Macron gave as good as he got in electric French presidential debate

There was so much at stake that it was almost difficult to watch. And it didn’t disappoint.

For more than two hours, the anchors of France’s final presidential debate struggled to get a word in edgewise as the two election finalists took each other more frontally and aggressively than at any point in the campaign so far.

The result was electric.

On the economy, on security, on the history of France and on the very nature of its society, the far right’s Marine Le Pen and the independent centrist Emmanuel Macron laid into each other’s programs and into each other.

She wants to leave the European Union and NATO, to bring in economic protectionism and to close France’s borders. He is a pro-European globalist who represents continuity in policy terms but a desire to shake up France’s political elites.

Their two visions of what France should be could not be more different. Neither could their styles.

Since taking over the National Front from her father Jean-Marie, Le Pen has sought to tone down the party’s racist and anti-Semitic image, but she remains a populist who speaks to the guts of the French. Macron is an intellectual with a tendency toward wordiness. But tonight both got down into the pit with no punches held and no blows too low.

As Le Pen spoke, French journalists fact-checked her every word, calling her out on several of her pledges and accusations. But it seemed almost unnecessary.

Macron, with a determined steeliness and a relentless calm, took apart her program and defended what had appeared to be the harder case to make: that the answer to France’s problems was more Europe rather than less, more openness rather than any closure and a thoughtful rather than knee-jerk reaction to the terrorist threat.

Sitting directly opposite Macron, Le Pen seemed at times out of her depth, especially on the economy and on Europe. She also appeared to be speaking to her core electorate rather than reaching out beyond it with a message and style that might have seemed more presidential.

Instead she remained faithfully herself, and summed it up best at the end. “Perhaps,” she said, “people will say I am a bit lame, but I want to defend France as it is, ancient, with its borders and with its people who deserve better.”

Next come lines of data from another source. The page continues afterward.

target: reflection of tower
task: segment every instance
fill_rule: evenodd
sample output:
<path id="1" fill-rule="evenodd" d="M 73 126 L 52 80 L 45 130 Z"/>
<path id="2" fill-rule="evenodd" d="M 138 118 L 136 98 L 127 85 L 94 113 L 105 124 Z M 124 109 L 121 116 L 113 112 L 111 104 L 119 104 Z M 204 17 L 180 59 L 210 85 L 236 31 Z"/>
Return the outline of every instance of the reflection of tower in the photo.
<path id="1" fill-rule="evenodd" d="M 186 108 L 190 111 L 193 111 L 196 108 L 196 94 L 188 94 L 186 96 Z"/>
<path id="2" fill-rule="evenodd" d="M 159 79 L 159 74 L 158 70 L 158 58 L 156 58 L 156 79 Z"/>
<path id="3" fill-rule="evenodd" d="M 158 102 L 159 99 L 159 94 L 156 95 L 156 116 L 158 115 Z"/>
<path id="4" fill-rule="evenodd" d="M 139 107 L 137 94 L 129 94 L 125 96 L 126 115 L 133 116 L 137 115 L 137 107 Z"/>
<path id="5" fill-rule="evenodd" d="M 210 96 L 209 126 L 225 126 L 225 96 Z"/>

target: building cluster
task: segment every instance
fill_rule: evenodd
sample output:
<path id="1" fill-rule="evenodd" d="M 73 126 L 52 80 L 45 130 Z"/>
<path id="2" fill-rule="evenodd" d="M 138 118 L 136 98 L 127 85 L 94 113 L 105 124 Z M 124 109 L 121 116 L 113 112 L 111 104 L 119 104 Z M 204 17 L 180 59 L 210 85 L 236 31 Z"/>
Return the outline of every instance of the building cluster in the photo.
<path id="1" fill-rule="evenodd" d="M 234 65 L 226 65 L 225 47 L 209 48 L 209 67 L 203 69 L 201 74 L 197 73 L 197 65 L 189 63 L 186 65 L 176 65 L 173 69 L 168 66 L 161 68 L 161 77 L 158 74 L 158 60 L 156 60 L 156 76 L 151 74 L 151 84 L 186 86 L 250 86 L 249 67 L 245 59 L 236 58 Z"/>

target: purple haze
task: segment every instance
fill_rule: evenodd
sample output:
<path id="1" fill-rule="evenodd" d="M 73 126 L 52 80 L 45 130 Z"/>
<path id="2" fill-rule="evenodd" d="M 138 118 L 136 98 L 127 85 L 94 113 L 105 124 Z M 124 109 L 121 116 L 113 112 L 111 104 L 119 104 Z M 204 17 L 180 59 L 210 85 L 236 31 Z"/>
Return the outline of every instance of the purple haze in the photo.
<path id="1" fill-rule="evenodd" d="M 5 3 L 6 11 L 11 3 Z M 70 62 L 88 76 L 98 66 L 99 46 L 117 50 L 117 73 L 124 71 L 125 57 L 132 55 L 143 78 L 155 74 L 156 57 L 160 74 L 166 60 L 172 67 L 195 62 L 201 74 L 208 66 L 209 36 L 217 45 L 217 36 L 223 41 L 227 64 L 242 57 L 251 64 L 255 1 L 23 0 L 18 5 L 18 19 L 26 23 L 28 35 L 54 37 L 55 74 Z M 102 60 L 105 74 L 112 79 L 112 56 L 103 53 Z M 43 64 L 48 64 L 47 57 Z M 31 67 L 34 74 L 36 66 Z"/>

This was Macron’s debate to lose. Any misstep could have cost him at least part of his lead in the polls.

Yet he chose to give as good as he got, proving at times even more aggressive and downright personal than Le Pen.

Macron’s final flourish, which was an appeal for a very different sort of change to the one Le Pen is proposing, is no doubt what will remain in the minds of voters.

“Your project,” he said, “is one that aims to live in fear and amid lies. It is what fed your father and the French far right over decades. The France I want is much better than that, it will not be divided. But we do have to leave a system that helped create you. You live off it. You are its parasite.”

By Sunday night in France, we should know which of the two visions so spectacularly laid out tonight the country has chosen.